Dangerous Practice at Denaby Main

March 1886

Mexborough and Swinton Times March 5, 1886

Denaby Main.
A Dangerous Practice.

Chas. Whitlam and James Thomas, lately employed at Denaby Main colliery, were charged with violating special rule 85 in force at the Denaby Main colliery, on the 13th February.

Mr. Hickmott appeared for the company.

Elijah Toft, a bricklayer at the Denaby pit, said on the night of the 7th the defendants were in the Denaby pit. Between eleven and twelve o’clock he saw the prisoner Whitlam with a corf. Thomas asked Whitlam not to bring the corf and higher up so that they could ride to their work the next morning instead of walking.

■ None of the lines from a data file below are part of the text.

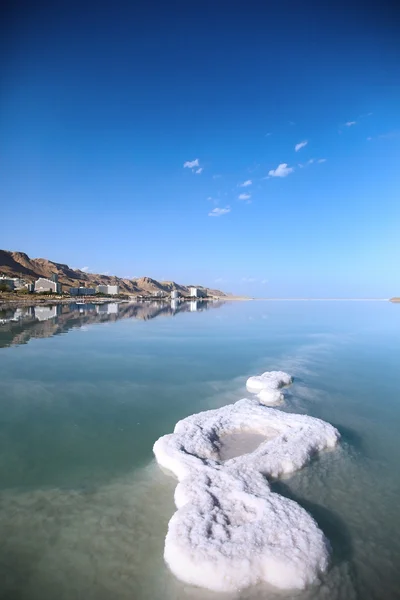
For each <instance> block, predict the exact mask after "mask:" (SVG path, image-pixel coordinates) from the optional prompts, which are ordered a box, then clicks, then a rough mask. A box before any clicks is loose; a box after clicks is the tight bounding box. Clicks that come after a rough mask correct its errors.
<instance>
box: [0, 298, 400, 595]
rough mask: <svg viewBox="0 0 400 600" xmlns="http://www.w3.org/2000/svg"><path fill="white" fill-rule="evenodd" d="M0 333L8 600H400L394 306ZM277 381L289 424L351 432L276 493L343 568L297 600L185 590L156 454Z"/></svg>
mask: <svg viewBox="0 0 400 600" xmlns="http://www.w3.org/2000/svg"><path fill="white" fill-rule="evenodd" d="M176 309H178V310H176ZM12 319H14V320H12ZM0 323H1V324H0V381H1V396H0V403H1V411H0V486H1V495H0V501H1V511H0V535H1V540H2V545H1V549H0V589H1V594H0V597H1V598H7V599H8V598H10V599H11V598H12V599H13V598H16V599H18V600H25V599H26V600H33V599H35V600H36V599H38V600H39V599H40V600H53V599H54V598H55V597H57V598H60V599H65V600H67V599H68V600H75V599H76V600H78V599H79V600H81V599H83V598H85V600H86V599H93V600H95V599H96V600H103V599H104V600H107V599H119V598H121V600H125V599H128V598H130V599H134V600H144V599H146V600H147V599H149V600H152V599H155V600H158V599H160V600H161V599H166V600H172V599H173V600H183V599H186V598H187V599H196V600H197V599H200V598H205V599H207V600H208V599H215V600H220V599H222V598H233V597H234V598H246V599H247V598H249V599H250V598H251V599H253V598H254V599H256V598H257V599H258V598H263V599H264V598H265V599H267V598H274V599H275V598H288V599H289V598H296V599H299V600H306V599H307V600H311V599H313V600H322V599H327V600H328V599H329V600H330V599H335V600H341V599H345V600H347V599H350V600H351V599H358V598H360V599H361V598H362V599H365V600H370V599H375V598H376V599H378V598H379V599H388V600H391V599H395V598H399V597H400V575H399V574H398V565H399V563H400V536H399V535H398V532H399V526H400V515H399V502H398V497H399V492H400V469H399V465H398V460H399V457H400V438H399V435H398V429H399V426H398V424H399V422H400V421H399V417H400V369H399V356H400V353H399V347H400V342H399V340H400V306H399V305H393V304H390V303H389V302H278V301H277V302H272V301H270V302H244V303H225V304H223V305H221V304H217V305H213V306H210V307H209V308H206V305H204V304H197V305H192V306H190V305H177V306H175V307H172V308H171V307H170V306H167V305H159V304H142V305H120V306H119V307H118V306H116V305H110V306H109V307H108V308H107V307H102V308H101V309H99V308H96V307H95V306H90V305H89V306H86V307H82V306H76V305H75V306H72V307H71V308H69V307H63V308H62V309H60V308H55V309H47V310H44V311H43V309H42V310H41V311H40V310H37V311H36V313H35V309H30V310H25V311H19V312H18V313H17V314H15V312H14V311H2V312H1V313H0ZM270 369H282V370H286V371H288V372H289V373H291V374H292V375H294V377H295V383H294V385H293V386H292V388H291V390H290V393H289V395H288V396H287V399H286V403H285V405H284V407H283V409H284V410H288V411H293V412H302V413H307V414H310V415H313V416H317V417H321V418H323V419H325V420H327V421H329V422H331V423H333V424H334V425H335V426H337V427H338V428H339V430H340V431H341V433H342V441H341V444H340V446H339V447H338V449H337V450H335V451H334V452H329V453H326V454H324V455H322V456H321V457H320V458H319V459H318V460H315V461H314V462H313V463H312V464H310V465H309V466H307V467H306V468H304V469H303V470H302V471H300V472H298V473H296V474H294V475H293V476H291V477H290V478H287V479H285V480H284V481H278V482H275V483H274V484H273V486H274V488H275V489H276V490H277V491H280V492H281V493H282V494H284V495H287V496H290V497H291V498H293V499H295V500H296V501H298V502H299V503H300V504H301V505H302V506H304V507H305V508H306V509H307V510H308V511H309V512H310V513H311V514H312V515H313V516H314V518H315V519H316V520H317V522H318V524H319V525H320V527H321V529H322V530H323V531H324V532H325V533H326V535H327V537H328V538H329V540H330V542H331V545H332V561H331V568H330V570H329V572H328V573H327V574H326V575H325V576H324V578H323V581H322V582H321V583H320V584H319V585H316V586H313V587H312V588H309V589H307V590H305V591H303V592H300V593H298V592H296V593H282V592H281V593H277V592H276V591H274V590H272V589H270V588H267V587H266V586H259V587H257V588H253V589H249V590H246V591H244V592H241V593H240V594H237V595H236V596H230V595H218V594H214V593H209V592H207V591H205V590H200V589H196V588H192V587H190V586H187V585H184V584H182V583H180V582H179V581H177V580H176V579H175V578H174V577H173V576H172V575H171V574H170V573H169V572H168V570H167V568H166V567H165V565H164V563H163V558H162V552H163V541H164V536H165V533H166V528H167V524H168V520H169V519H170V517H171V515H172V513H173V512H174V504H173V491H174V487H175V484H176V482H175V481H174V480H173V478H172V477H169V476H168V475H166V474H165V473H163V472H162V471H161V470H160V469H159V468H158V467H157V465H156V464H155V463H154V461H153V456H152V446H153V443H154V441H155V440H156V439H157V438H158V437H159V436H161V435H163V434H164V433H168V432H170V431H172V429H173V427H174V425H175V423H176V421H177V420H179V419H180V418H182V417H185V416H187V415H189V414H192V413H194V412H198V411H199V410H203V409H208V408H214V407H218V406H222V405H224V404H227V403H229V402H234V401H236V400H238V399H239V398H241V397H244V396H247V395H248V394H247V393H246V391H245V381H246V378H247V377H248V376H249V375H253V374H257V373H260V372H262V371H265V370H270Z"/></svg>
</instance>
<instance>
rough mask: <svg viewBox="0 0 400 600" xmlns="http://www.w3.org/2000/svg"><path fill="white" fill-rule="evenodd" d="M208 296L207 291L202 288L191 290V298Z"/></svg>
mask: <svg viewBox="0 0 400 600" xmlns="http://www.w3.org/2000/svg"><path fill="white" fill-rule="evenodd" d="M206 295H207V294H206V291H205V290H201V289H200V288H195V287H191V288H189V296H190V297H191V298H205V297H206Z"/></svg>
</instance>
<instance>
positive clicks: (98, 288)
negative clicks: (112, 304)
mask: <svg viewBox="0 0 400 600" xmlns="http://www.w3.org/2000/svg"><path fill="white" fill-rule="evenodd" d="M96 291H97V293H98V294H107V295H110V296H116V295H117V294H119V285H98V286H97V287H96Z"/></svg>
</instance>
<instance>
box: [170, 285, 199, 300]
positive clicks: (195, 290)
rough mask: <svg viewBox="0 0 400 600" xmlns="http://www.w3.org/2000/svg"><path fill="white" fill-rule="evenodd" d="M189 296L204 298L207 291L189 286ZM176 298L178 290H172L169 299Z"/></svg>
mask: <svg viewBox="0 0 400 600" xmlns="http://www.w3.org/2000/svg"><path fill="white" fill-rule="evenodd" d="M189 296H190V297H191V298H206V297H207V293H206V291H205V290H203V289H200V288H195V287H191V288H189ZM178 298H179V292H178V291H177V290H172V292H171V300H177V299H178Z"/></svg>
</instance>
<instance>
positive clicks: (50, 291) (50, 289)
mask: <svg viewBox="0 0 400 600" xmlns="http://www.w3.org/2000/svg"><path fill="white" fill-rule="evenodd" d="M53 277H56V278H57V275H53ZM35 292H36V293H41V292H52V293H53V294H60V293H61V285H60V284H59V283H58V278H57V279H56V280H53V279H46V278H45V277H39V279H38V280H37V281H35Z"/></svg>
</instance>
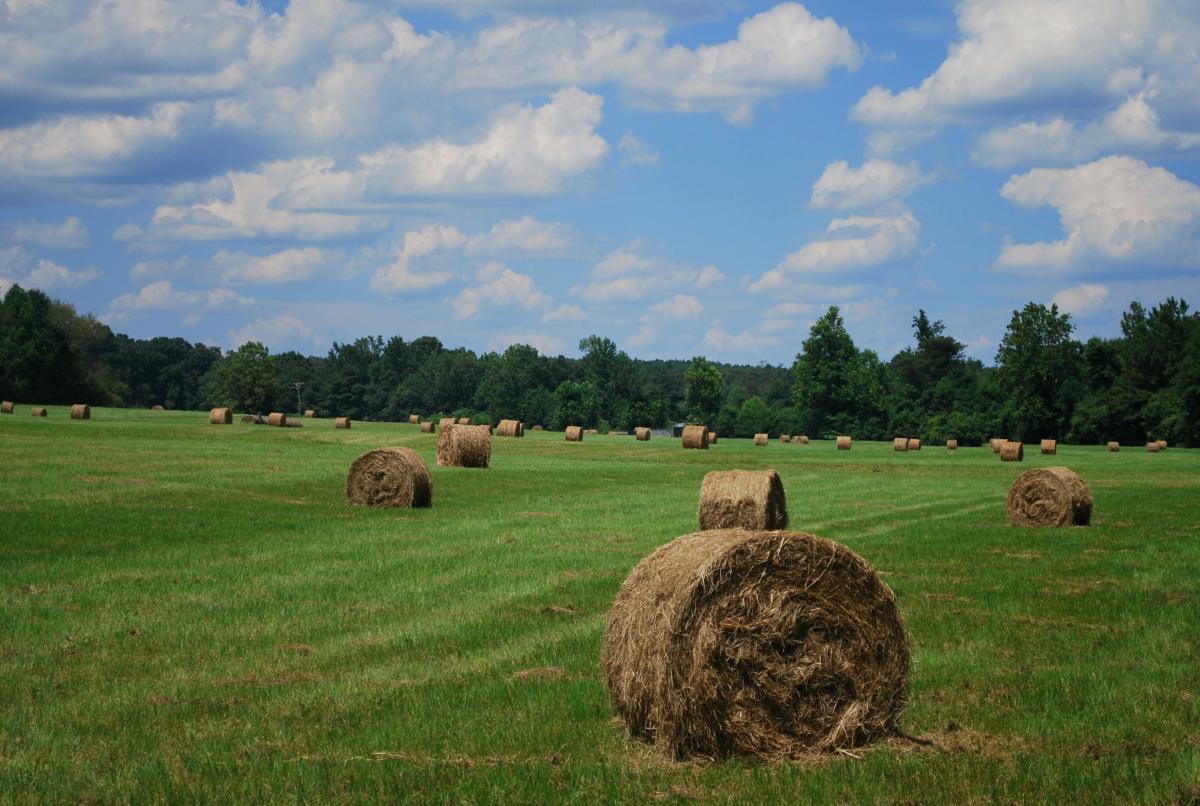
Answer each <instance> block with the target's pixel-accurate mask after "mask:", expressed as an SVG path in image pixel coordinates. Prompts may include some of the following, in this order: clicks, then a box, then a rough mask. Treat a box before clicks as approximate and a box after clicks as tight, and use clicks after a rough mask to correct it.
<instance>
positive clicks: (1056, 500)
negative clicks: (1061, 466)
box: [1007, 468, 1092, 527]
mask: <svg viewBox="0 0 1200 806" xmlns="http://www.w3.org/2000/svg"><path fill="white" fill-rule="evenodd" d="M1007 506H1008V519H1009V521H1010V522H1013V523H1014V524H1016V525H1019V527H1086V525H1087V524H1090V523H1091V522H1092V491H1091V489H1088V488H1087V485H1086V483H1084V480H1082V479H1080V477H1079V476H1078V475H1076V474H1075V473H1074V471H1073V470H1069V469H1067V468H1034V469H1033V470H1026V471H1025V473H1022V474H1021V475H1019V476H1018V477H1016V481H1014V482H1013V486H1012V487H1010V488H1009V489H1008V500H1007Z"/></svg>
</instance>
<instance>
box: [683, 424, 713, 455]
mask: <svg viewBox="0 0 1200 806" xmlns="http://www.w3.org/2000/svg"><path fill="white" fill-rule="evenodd" d="M680 441H682V443H683V446H684V447H698V449H702V450H706V451H707V450H708V426H684V427H683V435H682V437H680Z"/></svg>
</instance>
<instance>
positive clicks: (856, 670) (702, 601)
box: [602, 529, 911, 760]
mask: <svg viewBox="0 0 1200 806" xmlns="http://www.w3.org/2000/svg"><path fill="white" fill-rule="evenodd" d="M602 663H604V672H605V682H606V685H607V687H608V693H610V696H611V698H612V702H613V705H614V708H616V710H617V714H618V715H619V716H620V717H622V718H623V720H624V722H625V727H626V728H628V730H629V733H630V734H631V735H634V736H637V738H640V739H646V740H649V741H653V742H654V744H655V745H656V746H658V748H659V751H660V752H662V753H664V754H665V756H667V757H668V758H673V759H679V760H682V759H686V758H727V757H732V756H752V757H760V758H766V759H779V758H791V757H797V756H800V754H803V753H811V752H830V751H834V750H840V748H848V747H854V746H860V745H864V744H868V742H870V741H874V740H876V739H881V738H884V736H889V735H894V734H896V733H899V722H900V712H901V711H902V709H904V706H905V703H906V702H907V694H908V674H910V664H911V660H910V650H908V638H907V636H906V633H905V627H904V621H902V620H901V619H900V613H899V610H898V609H896V603H895V596H894V595H893V593H892V590H890V589H889V588H888V587H887V585H886V584H884V583H883V582H882V581H881V579H880V577H878V575H877V573H876V572H875V570H874V569H872V567H871V566H870V565H869V564H868V563H866V561H865V560H864V559H863V558H862V557H859V555H858V554H856V553H854V552H852V551H850V549H848V548H845V547H844V546H840V545H838V543H835V542H833V541H829V540H824V539H821V537H816V536H814V535H806V534H800V533H787V531H751V530H745V529H721V530H715V531H698V533H695V534H690V535H684V536H683V537H679V539H677V540H674V541H672V542H670V543H667V545H666V546H664V547H661V548H659V549H658V551H656V552H654V553H653V554H650V555H649V557H647V558H644V559H643V560H642V561H641V563H638V564H637V566H636V567H635V569H634V570H632V572H631V573H630V575H629V577H628V578H626V579H625V583H624V584H623V585H622V588H620V593H619V594H618V595H617V601H616V602H614V603H613V607H612V610H611V612H610V614H608V624H607V627H606V630H605V636H604V656H602Z"/></svg>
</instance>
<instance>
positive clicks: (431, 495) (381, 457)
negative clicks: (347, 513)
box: [346, 447, 433, 509]
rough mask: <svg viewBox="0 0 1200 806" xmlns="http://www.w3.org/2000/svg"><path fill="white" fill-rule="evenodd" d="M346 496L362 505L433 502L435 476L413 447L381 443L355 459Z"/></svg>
mask: <svg viewBox="0 0 1200 806" xmlns="http://www.w3.org/2000/svg"><path fill="white" fill-rule="evenodd" d="M346 497H347V498H348V499H350V504H359V505H361V506H376V507H384V509H386V507H397V506H404V507H408V506H431V505H432V504H433V479H432V477H431V476H430V468H428V465H426V464H425V459H422V458H421V456H420V453H418V452H416V451H414V450H413V449H410V447H380V449H378V450H374V451H367V452H366V453H364V455H362V456H360V457H359V458H356V459H354V464H352V465H350V471H349V474H347V476H346Z"/></svg>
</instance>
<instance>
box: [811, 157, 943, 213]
mask: <svg viewBox="0 0 1200 806" xmlns="http://www.w3.org/2000/svg"><path fill="white" fill-rule="evenodd" d="M930 181H932V178H931V176H928V175H925V174H923V173H922V172H920V167H919V166H918V164H917V163H916V162H911V163H908V164H906V166H902V164H899V163H895V162H890V161H888V160H868V161H866V162H864V163H863V167H862V168H851V167H850V164H848V163H847V162H846V161H841V162H834V163H830V164H828V166H827V167H826V169H824V172H823V173H822V174H821V178H820V179H817V181H816V182H815V184H814V185H812V196H811V198H810V199H809V206H812V207H816V209H823V210H860V209H864V207H872V206H876V205H878V204H882V203H883V201H888V200H892V199H898V198H902V197H906V196H908V194H910V193H912V192H913V191H914V190H917V188H918V187H920V186H922V185H925V184H928V182H930Z"/></svg>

James Thomas said on the morning of the 8th February, about half past five, he saw the two prisoners get on a corf. He spoke to them and warned them of the consequences if they got on the vehicle. They got on the corf and rode as far as he could see them.

John McLintock, a lad employed at the pit, said on the morning of the 8th February he was taking a pony up the ‘jinney.’ He heard a corf coming down, and the pony became frightened and got away from him. He got into a manhole, and subsequently the corf struck the pony and broke its legs.

Mr. W. H. Chambers said there was a drift ‘jinney’ in Denaby pit, the incline of which was one in nine. The incline was worked with a rope. On the morning of the 8th February there would be about ninety men going up that part of the mine where the corf came down. The men went to work in bodies and they would have had no time to get out of the way if the truck had not struck the pony and been capsized. The pony was valued at £16.

Each defendant was ordered to pay 40s. and costs £3 2s.